Musk told the crowd in central London: “My appeal is to British common sense, which is to look carefully around you and say: ‘If this continues, what world will you be living in?’

Aerial footage shows scale of ‘unite the kingdom’ rally – video

“This is a message to the reasonable centre, the people who ordinarily wouldn’t get involved in politics, who just want to live their lives. They don’t want that, they’re quiet, they just go about their business.

“My message is to them: if this continues, that violence is going to come to you, you will have no choice. You’re in a fundamental situation here.

“Whether you choose violence or not, violence is coming to you. You either fight back or you die, that’s the truth, I think.”

Katie Hopkins with Tommy Robinson at the ‘unite the kingdom’ rally in central London on Saturday. Photograph: Lucy North/PA

Musk also told the crowd “the left are the party of murder”, referring to the death of Charlie Kirk.

He said: “There’s so much violence on the left, with our friend Charlie Kirk getting murdered in cold blood this week and people on the left celebrating it openly. The left is the party of murder and celebrating murder. I mean, let that sink in for a minute, that’s who we’re dealing with here.”

He also criticised what he called the woke mind virus and said decisions for advancement should be on merit rather than “discrimination on the basis of sex, or religion or any race or anything else”.
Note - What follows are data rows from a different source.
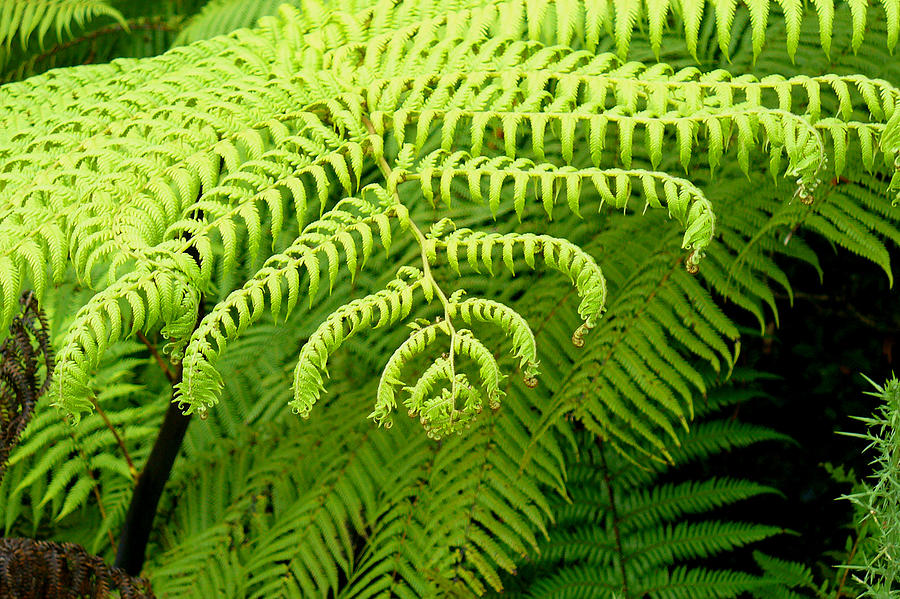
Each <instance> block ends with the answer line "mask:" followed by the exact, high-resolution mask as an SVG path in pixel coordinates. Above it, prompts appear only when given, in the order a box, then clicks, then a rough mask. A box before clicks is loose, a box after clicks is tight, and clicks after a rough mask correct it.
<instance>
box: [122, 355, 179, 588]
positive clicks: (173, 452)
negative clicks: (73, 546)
mask: <svg viewBox="0 0 900 599" xmlns="http://www.w3.org/2000/svg"><path fill="white" fill-rule="evenodd" d="M178 371H179V372H178V373H179V375H180V374H181V372H180V371H181V368H180V367H179V368H178ZM179 378H180V377H179ZM190 421H191V416H190V414H188V415H187V416H185V415H184V414H182V413H181V409H179V407H178V404H175V403H170V404H169V408H168V409H167V410H166V416H165V418H164V419H163V424H162V427H160V429H159V434H158V435H157V436H156V442H154V444H153V449H152V450H151V451H150V457H148V458H147V463H146V464H145V465H144V469H143V470H142V471H141V473H140V475H139V476H138V479H137V485H135V487H134V495H132V496H131V504H130V505H129V506H128V514H127V515H126V516H125V524H124V525H123V527H122V534H121V536H120V537H119V548H118V550H117V551H116V561H115V562H114V563H113V565H114V566H115V567H117V568H122V569H123V570H125V572H126V573H128V574H130V575H131V576H137V575H138V574H140V573H141V569H142V568H143V567H144V556H145V553H146V550H147V541H148V540H149V539H150V531H151V530H152V529H153V519H154V517H155V516H156V508H157V505H158V504H159V498H160V496H162V491H163V487H165V485H166V481H167V480H169V475H170V474H171V472H172V466H173V465H174V464H175V458H176V457H178V452H179V450H180V449H181V441H182V440H183V439H184V434H185V433H186V432H187V427H188V424H189V423H190Z"/></svg>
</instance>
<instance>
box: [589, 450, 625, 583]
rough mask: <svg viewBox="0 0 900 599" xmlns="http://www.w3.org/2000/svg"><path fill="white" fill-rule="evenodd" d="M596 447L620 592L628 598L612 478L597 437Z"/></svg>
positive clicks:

Flares are thrown as police try to hold back the crowd at the rally. Photograph: Tayfun Salcı/EPA

He said: “A lot of the woke stuff is actually super-racist, it’s super-sexist and often it’s anti-religion, but only anti-Christian, like why anti-Christian? That’s unfair … that should be all that matters, the woke mind virus, that I call it, is against all that.”

More than 110,000 people were estimated to have taken part in the far-right street rally, in what is thought to be one of the largest nationalist events in decades. The marchers were faced by about 5,000 anti-racist counter-protesters.

In addition to Musk, figures including Katie Hopkins and French far-right politician Éric Zemmour were invited to speak at the event.